Just as we step out of the elevator, the girls looking a bit nervous, a shout of pain splits the air. “Goddamn! Son of a bitch!”
“Monk?” I say, instantly moving forward, pushing aside the girls and the boys alike. I’m out of the elevator and through the miniature lobby or foyer or whatever the hell the brochure would call it and moving towards the living room. “Monk!” The buzzing is louder, more insistent, like the humming of angry insects. Maybe it’s my imagination or adrenaline, but the villa smells of blood and electricity, of pain and suffering. My heart is racing in my chest. The inanity of the woman in the bikini, the girls in the elevator, the boys in the lobby, the drugs, the money, almost everything (but not the woman in white, no, never her) is forgotten for a moment. My hands tighten into fists, into iron balls at the ends of my arm, into ill-conceived weapons, and a weapon exists to be used. I don’t know what unspeakable horror has befallen my friend, but I’m ready to leap on it with a manic and hateful glee. As anxious as I am in this moment, I’m relieved. I have purpose. Somewhere in the villa is an enemy I can understand, a fiend that I can vent all of my frustration and tension and uncertainty and neuroses on.
“Oh, are you guys back?” Monk shouts, and his voice is so calm and collected and mundane, that I find myself literally skidding to a halt on the tastefully appointed marble floor of the villa. He’s sitting half-naked at the kitchen table accompanied by a man I’ve never seen before, perhaps ten years older than us with pale skin and long dark hair combed back and black dress pants and a white shirt, the sleeves rolled up and revealing arms covered in tattoos. There’s something in his hands that’s buzzing like a wasp, and he’s drawing it across the left side of Monk’s chest, his collarbone. Dark ink and inflamed skin stretching from Monk’s shoulder down to his elbow mark the path the man’s machine has already taken.

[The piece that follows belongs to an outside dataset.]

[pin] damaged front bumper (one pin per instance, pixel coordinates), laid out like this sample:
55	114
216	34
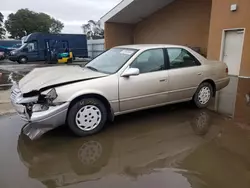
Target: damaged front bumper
53	116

Monk’s eyes brighten when he sees me. He grins, looking genuinely joyful at the prospect of being reunited with his friends. I hear footsteps echoing off the floor behind me, the gasps from my friends, the comparative silence from the girls, and upon seeing us all assembled before him, Monk shouts over the din of the machine, “Guys! I’m getting that tattoo I always wanted!”
Silence greets his proclamation, but if this bothers Monk, he doesn’t show it in the slightest. Seconds stretch on into eternity until finally Papa Chub, who has known Monk longer than any of us and is therefore the most qualified to say what we’re all thinking, speaks.
“Dude,” he says, and his voice is flat and neutral, a tone reserved for commenting on the awe-inspiring: a beautiful sunset, the birth of a child, the tragic death of a loved one, a childhood home burning to the ground. “Dude. Monk. Your wife is going to fucking kill you.”